Member of the Florida House of Representatives
- In office March 28, 1967 – November 2, 1976
- Preceded by: District established
- Succeeded by: Bill Taylor
- Constituency: 78th District (1967–1968) 77th District (1968–1976)

Personal details
- Born: November 3, 1919 Cleveland, Ohio, U.S.
- Died: June 17, 1987 (aged 67) Brooksville, Florida, U.S.
- Party: Republican
- Spouse: Patty Sue
- Children: 5
- Education: Case Western Reserve University Washington University in St. Louis

= Jack Poorbaugh =

American politician (1919–1987)

Jack M. Poorbaugh (November 3, 1919 – June 17, 1987) was an American politician. He served as a Republican member for the 77th and 78th district of the Florida House of Representatives.
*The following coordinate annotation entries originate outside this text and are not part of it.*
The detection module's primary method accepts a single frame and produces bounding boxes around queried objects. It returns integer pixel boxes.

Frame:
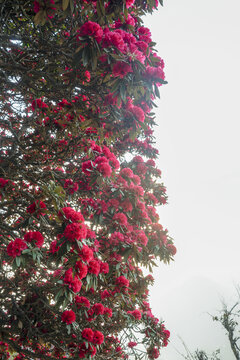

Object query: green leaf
[62,0,69,11]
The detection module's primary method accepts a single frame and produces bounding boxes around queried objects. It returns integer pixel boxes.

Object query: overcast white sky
[145,0,240,360]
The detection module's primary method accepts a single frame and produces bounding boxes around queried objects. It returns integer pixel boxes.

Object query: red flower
[91,303,104,315]
[78,21,103,43]
[148,347,160,359]
[115,275,129,287]
[75,260,88,279]
[101,290,111,300]
[58,207,84,223]
[120,168,134,178]
[24,231,44,248]
[82,328,94,342]
[27,200,46,215]
[97,162,112,177]
[0,178,9,188]
[167,244,177,255]
[113,213,128,226]
[126,0,135,8]
[33,0,41,14]
[128,341,137,348]
[64,179,78,194]
[79,245,93,263]
[100,262,109,274]
[128,105,145,122]
[88,259,100,276]
[82,160,94,175]
[63,268,82,293]
[121,199,133,212]
[75,295,90,309]
[92,330,104,345]
[7,238,27,258]
[127,309,142,320]
[104,308,112,317]
[113,61,132,79]
[32,99,48,111]
[61,310,76,325]
[63,223,87,242]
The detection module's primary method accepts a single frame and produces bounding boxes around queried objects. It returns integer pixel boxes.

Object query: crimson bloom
[61,310,76,325]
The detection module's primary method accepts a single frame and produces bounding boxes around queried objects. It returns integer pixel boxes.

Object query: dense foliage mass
[0,0,176,360]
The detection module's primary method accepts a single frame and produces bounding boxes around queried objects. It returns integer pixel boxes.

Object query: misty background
[145,0,240,360]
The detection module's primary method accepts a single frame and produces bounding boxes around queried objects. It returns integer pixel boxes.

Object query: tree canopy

Poorbaugh was born in Cleveland, Ohio. Poorbaugh attended Case Western Reserve University and graduated from Washington University in St. Louis. Poorbaugh served in the United States Marine Corps during World War II. After being discharged, he served as an investigator for the United States Senate. He also worked as a general contractor. He moved to Florida in 1960.

In 1967, Poorbaugh was elected as the first representative for the newly-established 78th district of the Florida House of Representatives. He served until 1968, when he was succeeded by Bill James. In the same year, he was elected to represent the 77th district, succeeding Joseph Humphrey. He served until 1976, when he was succeeded by Bill Taylor.

Poorbaugh died in June 1987 in Brooksville, Florida, at the age of 67.